Lemma 2: Suppose $F \in C^{\infty}(M)$ and $f \in C^{\infty}(\mathbb{R})$. Let $p \in M$ and $v \in T_pM$. Then $dF_p(v)f = v(f \circ F) = f'(F(p)) vF$.

Proof of Lemma 2:

Let $(U, \varphi)$ be a smooth chart for $M$ containing $p$. With respect to this chart, we can write $v$ as a linear combination in terms of the standard basis for $T_pM$:

$$v = \sum\limits_{i=1}^n v^i\frac{\partial}{\partial x^i}\bigg\vert_p$$

Then we compute

$$v(f \circ F) = \sum\limits_{i=1}^n v^i\frac{\partial(f \circ F)}{\partial x^i}\bigg\vert_p = \sum\limits_{i=1}^n v^i\frac{\partial(f \circ F \circ \varphi^{-1})}{\partial x^i}\bigg\vert_{\varphi(p)} = \sum\limits_{i=1}^n v^i f'(F(p))\frac{\partial(F \circ \varphi^{-1})}{\partial x^i}\bigg\vert_{\varphi(p)}$$ by the ordinary chain rule $$ = f'(F(p))\sum\limits_{i=1}^n v^i \frac{\partial(F \circ \varphi^{-1})}{\partial x^i}\bigg\vert_{\varphi(p)} = f'(F(p))\sum\limits_{i=1}^n v^i \frac{\partial F}{\partial x^i}\bigg\vert_p = f'(F(p)) vF$$

Answer 3

I just noticed this question. This was a big oversight on my part -- when I wrote that equation for $df_p$, I was thinking of $df_p$ as a covector, conveniently blanking out the fact that covectors aren't introduced until Chapter 11.

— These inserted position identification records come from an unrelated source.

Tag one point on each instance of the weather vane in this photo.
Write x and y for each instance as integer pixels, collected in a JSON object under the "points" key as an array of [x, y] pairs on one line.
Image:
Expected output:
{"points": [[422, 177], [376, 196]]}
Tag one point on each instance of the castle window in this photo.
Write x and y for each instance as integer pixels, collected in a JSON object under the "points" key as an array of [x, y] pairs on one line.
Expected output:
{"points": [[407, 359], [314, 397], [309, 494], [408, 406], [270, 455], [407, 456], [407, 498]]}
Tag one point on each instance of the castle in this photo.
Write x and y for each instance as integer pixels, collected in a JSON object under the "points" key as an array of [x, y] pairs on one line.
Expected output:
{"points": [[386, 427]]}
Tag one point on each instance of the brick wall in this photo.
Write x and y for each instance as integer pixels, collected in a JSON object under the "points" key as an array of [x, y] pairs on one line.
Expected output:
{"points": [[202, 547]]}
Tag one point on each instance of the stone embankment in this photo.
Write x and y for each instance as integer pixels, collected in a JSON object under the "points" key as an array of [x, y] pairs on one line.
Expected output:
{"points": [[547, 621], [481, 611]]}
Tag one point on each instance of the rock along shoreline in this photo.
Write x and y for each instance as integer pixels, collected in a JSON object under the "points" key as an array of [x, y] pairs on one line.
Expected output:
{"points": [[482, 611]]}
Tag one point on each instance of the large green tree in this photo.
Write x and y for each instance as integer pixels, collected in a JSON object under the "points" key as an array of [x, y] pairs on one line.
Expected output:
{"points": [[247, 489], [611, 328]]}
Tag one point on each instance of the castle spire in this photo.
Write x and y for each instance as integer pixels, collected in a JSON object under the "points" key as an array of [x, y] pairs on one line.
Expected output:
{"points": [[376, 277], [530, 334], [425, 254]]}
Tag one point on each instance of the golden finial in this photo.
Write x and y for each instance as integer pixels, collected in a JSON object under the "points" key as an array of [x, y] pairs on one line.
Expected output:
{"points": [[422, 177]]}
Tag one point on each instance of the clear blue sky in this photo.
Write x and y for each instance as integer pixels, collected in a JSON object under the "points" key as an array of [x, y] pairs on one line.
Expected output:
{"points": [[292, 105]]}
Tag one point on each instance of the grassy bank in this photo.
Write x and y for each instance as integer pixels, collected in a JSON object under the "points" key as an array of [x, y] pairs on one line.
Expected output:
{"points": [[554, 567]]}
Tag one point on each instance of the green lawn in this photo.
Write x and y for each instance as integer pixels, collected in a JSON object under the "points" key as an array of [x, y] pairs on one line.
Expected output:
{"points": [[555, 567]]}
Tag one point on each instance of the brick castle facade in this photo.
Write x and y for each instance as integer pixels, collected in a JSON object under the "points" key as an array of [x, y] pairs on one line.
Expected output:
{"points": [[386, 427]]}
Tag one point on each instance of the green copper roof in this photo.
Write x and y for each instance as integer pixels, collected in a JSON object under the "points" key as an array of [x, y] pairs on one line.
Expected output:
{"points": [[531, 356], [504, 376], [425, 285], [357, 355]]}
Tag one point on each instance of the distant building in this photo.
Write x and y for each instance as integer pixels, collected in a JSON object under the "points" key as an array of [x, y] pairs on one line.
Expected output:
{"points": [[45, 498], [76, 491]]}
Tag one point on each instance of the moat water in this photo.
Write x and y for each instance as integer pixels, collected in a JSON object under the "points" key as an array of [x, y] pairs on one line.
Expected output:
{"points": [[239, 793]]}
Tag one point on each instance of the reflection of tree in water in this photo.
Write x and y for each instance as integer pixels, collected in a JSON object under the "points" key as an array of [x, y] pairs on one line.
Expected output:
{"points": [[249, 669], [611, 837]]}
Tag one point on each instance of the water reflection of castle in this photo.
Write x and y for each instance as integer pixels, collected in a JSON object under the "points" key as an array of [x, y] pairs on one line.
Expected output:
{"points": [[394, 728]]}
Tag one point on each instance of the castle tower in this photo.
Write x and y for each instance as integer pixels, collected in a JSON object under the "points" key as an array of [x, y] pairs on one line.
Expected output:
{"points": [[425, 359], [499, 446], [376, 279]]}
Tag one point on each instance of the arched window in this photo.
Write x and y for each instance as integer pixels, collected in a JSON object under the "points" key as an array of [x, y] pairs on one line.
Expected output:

Instead, I should have phrased this in terms of the action of vectors on functions. Here's what I should have written, starting two lines above the displayed formula for $df_p$ on page 119:

For each $\alpha$ such that $p\in U_\alpha$, we have $f_\alpha(p)=0$ and $v(f_\alpha) = v^n>0$ by Proposition 5.41. Thus $$ v(f) = \sum_\alpha \big( f_\alpha(p) v(\psi_\alpha) + \psi_\alpha(p) v(f_\alpha)\big). $$ For each $\alpha$, the first term in parentheses is zero and the second is nonnegative, and there is at least one $\alpha$ for which the second term is positive. Thus $v(f)>0$, which implies that $df_p(v) = (vf) d/dt\big|_{f(p)}\ne 0$, where $t$ is the standard coordinate on $\mathbb R$.

EDIT: I just added this as a correction in my online list.